Porém, nas cenas, boa parte delas filmadas em um necrotério cenográfico construído em estúdio, Daniel contracenou com esculturas, que posteriormente recebiam o rosto de outros atores e suas falas com o uso da computação gráfica. “Uma coisa que sempre me impressionou no IML é a paralisia da morte, daqueles corpos nus, entregues aos cuidados do legista, em absoluta impotência. Era muito curioso ver corpos de olhos abertos, imóveis, sem respirar. Isso tinha que estar no filme. Não seria possível colocar atores deitados, pedindo para controlarem a respiração e não piscar, até porque descobrimos que nossa carne vibra de um jeito diferente de um tecido morto. Então investimos nessa técnica”, explica o diretor.
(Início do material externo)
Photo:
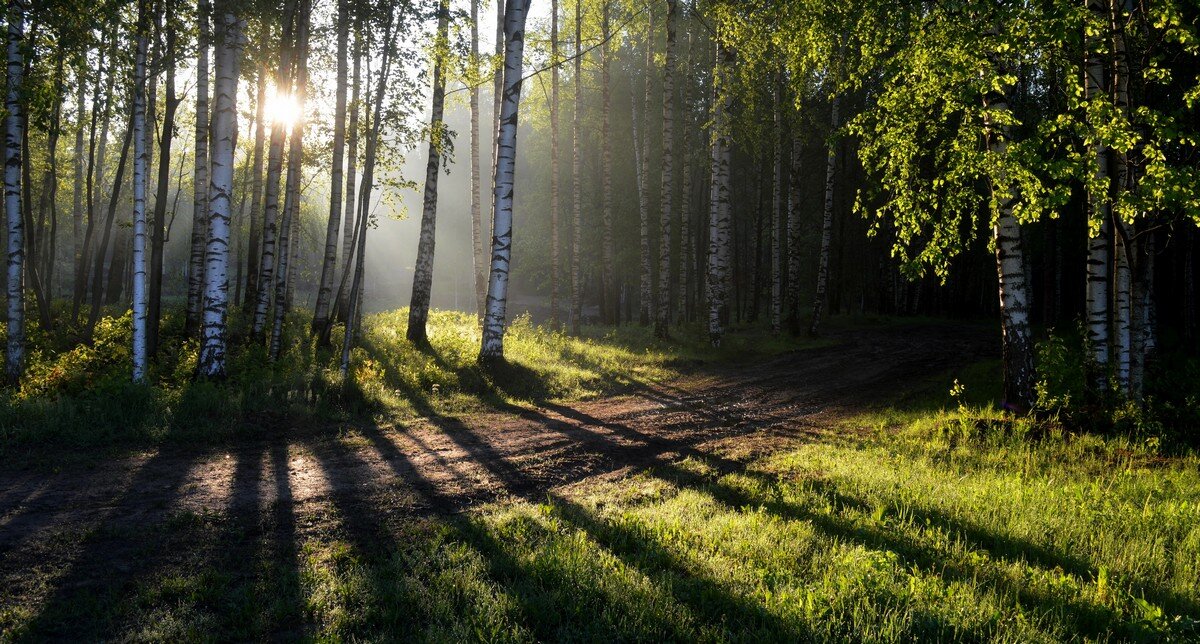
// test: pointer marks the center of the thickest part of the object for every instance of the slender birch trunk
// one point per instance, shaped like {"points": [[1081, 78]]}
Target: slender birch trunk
{"points": [[793, 238], [423, 274], [139, 204], [201, 182], [15, 353], [479, 264], [663, 318], [354, 299], [252, 259], [576, 178], [329, 263], [352, 158], [492, 345], [777, 216], [225, 132], [77, 193], [1099, 222], [271, 192], [646, 294], [719, 227], [819, 300], [159, 226], [555, 263], [289, 235], [609, 278]]}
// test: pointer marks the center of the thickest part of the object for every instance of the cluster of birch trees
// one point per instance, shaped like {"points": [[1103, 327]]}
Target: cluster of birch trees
{"points": [[729, 162]]}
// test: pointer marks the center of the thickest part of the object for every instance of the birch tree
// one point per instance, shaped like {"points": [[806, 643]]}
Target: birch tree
{"points": [[225, 127], [274, 169], [819, 300], [423, 272], [15, 353], [329, 263], [663, 316], [139, 202], [201, 182], [492, 345], [720, 209]]}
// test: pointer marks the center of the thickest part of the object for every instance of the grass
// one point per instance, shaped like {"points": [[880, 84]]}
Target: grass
{"points": [[930, 518], [78, 398]]}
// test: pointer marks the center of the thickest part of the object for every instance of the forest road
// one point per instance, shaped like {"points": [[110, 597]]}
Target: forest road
{"points": [[84, 522]]}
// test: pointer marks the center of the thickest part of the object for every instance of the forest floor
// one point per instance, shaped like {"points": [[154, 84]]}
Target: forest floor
{"points": [[777, 499]]}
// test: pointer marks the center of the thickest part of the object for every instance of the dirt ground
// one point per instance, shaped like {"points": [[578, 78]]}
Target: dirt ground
{"points": [[69, 529]]}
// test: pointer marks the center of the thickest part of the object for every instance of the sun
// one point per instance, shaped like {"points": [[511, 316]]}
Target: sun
{"points": [[282, 109]]}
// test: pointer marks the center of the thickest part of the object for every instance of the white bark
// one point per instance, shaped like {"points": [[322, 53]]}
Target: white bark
{"points": [[819, 300], [576, 178], [141, 299], [423, 272], [201, 174], [15, 353], [271, 192], [225, 131], [492, 345], [720, 221], [329, 263], [663, 316]]}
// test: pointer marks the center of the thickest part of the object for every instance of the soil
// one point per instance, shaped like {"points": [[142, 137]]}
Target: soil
{"points": [[81, 527]]}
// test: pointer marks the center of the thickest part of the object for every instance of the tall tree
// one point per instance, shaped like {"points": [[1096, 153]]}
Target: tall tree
{"points": [[576, 178], [329, 263], [141, 293], [274, 169], [555, 264], [214, 336], [819, 300], [166, 142], [720, 208], [663, 317], [492, 345], [201, 184], [15, 353], [423, 274]]}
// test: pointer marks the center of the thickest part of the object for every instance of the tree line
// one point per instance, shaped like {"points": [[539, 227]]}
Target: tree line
{"points": [[761, 161]]}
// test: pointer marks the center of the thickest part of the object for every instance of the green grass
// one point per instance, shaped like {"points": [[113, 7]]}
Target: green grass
{"points": [[78, 397], [909, 523]]}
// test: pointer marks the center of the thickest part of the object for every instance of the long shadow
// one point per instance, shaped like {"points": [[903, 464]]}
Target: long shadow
{"points": [[82, 602]]}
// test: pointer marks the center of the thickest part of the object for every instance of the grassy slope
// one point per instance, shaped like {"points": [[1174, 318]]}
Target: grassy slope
{"points": [[909, 522]]}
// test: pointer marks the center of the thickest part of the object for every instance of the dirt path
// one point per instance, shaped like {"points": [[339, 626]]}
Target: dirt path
{"points": [[85, 524]]}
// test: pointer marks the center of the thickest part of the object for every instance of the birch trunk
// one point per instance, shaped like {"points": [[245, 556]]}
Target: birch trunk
{"points": [[479, 264], [329, 262], [252, 259], [819, 300], [225, 131], [663, 318], [159, 229], [423, 274], [555, 263], [354, 298], [289, 238], [1099, 223], [719, 227], [793, 239], [646, 295], [492, 345], [139, 205], [201, 182], [609, 280], [15, 351], [271, 192], [352, 158], [576, 178], [777, 215]]}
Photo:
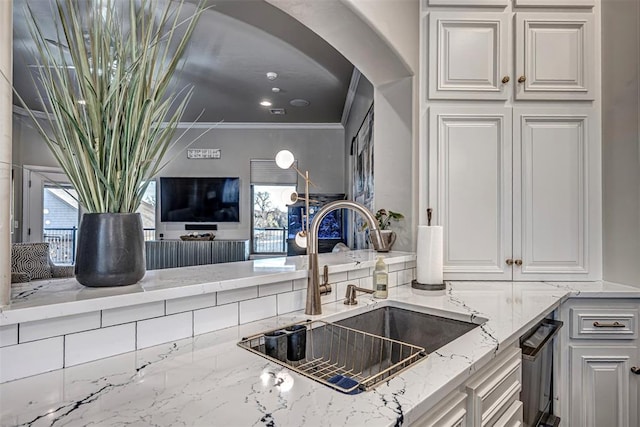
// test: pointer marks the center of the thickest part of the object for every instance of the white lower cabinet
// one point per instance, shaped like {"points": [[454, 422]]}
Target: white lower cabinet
{"points": [[602, 391], [600, 353], [489, 398]]}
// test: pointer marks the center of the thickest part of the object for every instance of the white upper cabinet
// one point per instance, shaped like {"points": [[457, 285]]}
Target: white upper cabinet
{"points": [[468, 56], [517, 202], [471, 164], [554, 56], [468, 2], [555, 195], [471, 55], [555, 3]]}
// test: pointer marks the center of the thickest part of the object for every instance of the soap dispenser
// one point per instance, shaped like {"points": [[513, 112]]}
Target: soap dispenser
{"points": [[380, 279]]}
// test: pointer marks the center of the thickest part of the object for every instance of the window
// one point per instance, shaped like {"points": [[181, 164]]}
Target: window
{"points": [[270, 218], [60, 213]]}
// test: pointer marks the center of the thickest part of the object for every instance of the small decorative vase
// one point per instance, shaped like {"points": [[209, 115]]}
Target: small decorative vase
{"points": [[110, 250], [389, 238]]}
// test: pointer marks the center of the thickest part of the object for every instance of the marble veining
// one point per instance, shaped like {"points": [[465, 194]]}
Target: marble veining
{"points": [[209, 380]]}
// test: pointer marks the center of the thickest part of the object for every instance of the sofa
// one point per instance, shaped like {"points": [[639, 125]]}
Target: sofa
{"points": [[32, 261]]}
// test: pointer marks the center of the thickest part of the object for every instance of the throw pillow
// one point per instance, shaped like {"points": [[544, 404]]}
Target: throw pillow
{"points": [[31, 258]]}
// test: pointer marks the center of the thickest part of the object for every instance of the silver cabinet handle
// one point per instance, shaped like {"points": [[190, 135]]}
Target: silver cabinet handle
{"points": [[608, 325]]}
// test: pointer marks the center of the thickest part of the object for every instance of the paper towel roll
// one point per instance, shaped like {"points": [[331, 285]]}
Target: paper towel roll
{"points": [[429, 252]]}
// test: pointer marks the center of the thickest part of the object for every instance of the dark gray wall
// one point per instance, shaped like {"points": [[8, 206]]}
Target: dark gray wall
{"points": [[621, 140], [318, 149]]}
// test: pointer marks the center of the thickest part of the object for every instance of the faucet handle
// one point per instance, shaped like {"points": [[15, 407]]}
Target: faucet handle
{"points": [[350, 296]]}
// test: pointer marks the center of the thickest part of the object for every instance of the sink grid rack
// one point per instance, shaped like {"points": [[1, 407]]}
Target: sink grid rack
{"points": [[345, 359]]}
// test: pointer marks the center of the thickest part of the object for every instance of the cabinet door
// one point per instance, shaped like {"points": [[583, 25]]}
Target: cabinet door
{"points": [[450, 412], [468, 2], [554, 56], [603, 390], [556, 199], [555, 3], [468, 55], [470, 154]]}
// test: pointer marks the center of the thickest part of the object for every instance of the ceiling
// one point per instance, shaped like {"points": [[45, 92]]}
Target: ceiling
{"points": [[235, 44]]}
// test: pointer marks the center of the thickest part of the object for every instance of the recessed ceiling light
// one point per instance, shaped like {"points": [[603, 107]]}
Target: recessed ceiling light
{"points": [[299, 102]]}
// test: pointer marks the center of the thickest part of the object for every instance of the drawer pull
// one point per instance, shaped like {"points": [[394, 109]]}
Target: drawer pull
{"points": [[608, 325]]}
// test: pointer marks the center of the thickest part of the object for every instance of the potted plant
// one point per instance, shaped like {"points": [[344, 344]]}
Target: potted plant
{"points": [[104, 84], [385, 218]]}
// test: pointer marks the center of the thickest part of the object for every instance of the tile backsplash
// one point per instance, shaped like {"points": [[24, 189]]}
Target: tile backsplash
{"points": [[30, 348]]}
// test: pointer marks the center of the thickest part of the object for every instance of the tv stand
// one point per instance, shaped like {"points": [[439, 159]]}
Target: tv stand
{"points": [[177, 253]]}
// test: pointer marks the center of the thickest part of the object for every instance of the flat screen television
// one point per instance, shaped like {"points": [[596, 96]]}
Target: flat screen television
{"points": [[188, 199]]}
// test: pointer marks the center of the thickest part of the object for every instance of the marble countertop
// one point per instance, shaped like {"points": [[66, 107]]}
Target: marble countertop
{"points": [[209, 380], [43, 299]]}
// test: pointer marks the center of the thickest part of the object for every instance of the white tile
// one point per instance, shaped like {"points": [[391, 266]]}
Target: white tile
{"points": [[341, 289], [338, 277], [365, 282], [8, 335], [357, 274], [291, 301], [23, 360], [275, 288], [259, 308], [214, 318], [164, 329], [393, 279], [396, 266], [300, 284], [31, 331], [117, 316], [100, 343], [406, 276], [236, 295], [330, 297], [194, 302]]}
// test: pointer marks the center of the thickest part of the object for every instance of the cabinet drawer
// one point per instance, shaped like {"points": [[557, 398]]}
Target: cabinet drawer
{"points": [[495, 389], [451, 412], [512, 417], [604, 323]]}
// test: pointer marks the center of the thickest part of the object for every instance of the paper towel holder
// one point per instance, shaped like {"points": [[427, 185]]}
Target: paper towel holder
{"points": [[428, 287]]}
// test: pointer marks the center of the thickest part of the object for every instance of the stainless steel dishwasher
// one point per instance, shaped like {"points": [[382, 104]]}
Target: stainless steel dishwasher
{"points": [[537, 374]]}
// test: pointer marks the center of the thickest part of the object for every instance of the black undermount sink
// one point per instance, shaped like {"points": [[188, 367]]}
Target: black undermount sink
{"points": [[423, 330]]}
Para os olhares mais sensíveis, a exposição de vísceras e sequências violentas pode incomodar, ao mesmo tempo em que não decepcionam os mais ávidos por cenas macabras. No entanto, para o intérprete do protagonista, as gravações foram tranquilas. “Num filme de terror, quando ele está pronto, com a trilha sonora, o susto é plantado. Na gravação não é assim, é preciso imaginar a situação de medo e criar um clima no set, e nisso o Dennison é craque”, diz o ator, cujo personagem é, ao mesmo tempo, alvo e mentor dos horrores que se passam na história.

“É um protagonista por quem criamos empatia, mas inocentes vão sofrer por causa dele. Ele dá um mau passo, numa falha humana, mas tudo faz parte de um pacote de pessoas que lidam com um universo triste, violento e perturbador, que nos ajuda a entender esse indivíduo rejeitado, invisível e desvalorizado”, aponta o diretor.

Exibido em dezenas de festivais pelo mundo e premiado em cinco deles voltados para filmes de fantasia, Morto não fala é mais um produto de uma boa safra do gênero no cinema nacional. Porém, Ramalho ainda vê resistência por parte do público às produções brasileiras de terror.
 
“Falo por mim, e isso não representa o ponto de vista do distribuidor nem dos produtores. Mas, se eu for pensar no que o público vai gostar, não faço mais filmes. Os resultados às vezes são muito desalentadores. E, nesse caso, não estou fazendo um curta. É um filme com grandes empresas envolvidas, com a Globo Filmes, mas me coloquei fazendo o filme que queria, desobrigado de pensar em retorno do público. Se ele for mal em bilheteria, ao menos é um filme sincero e genuíno. Se o público gostar, será exatamente por isso”, afirma.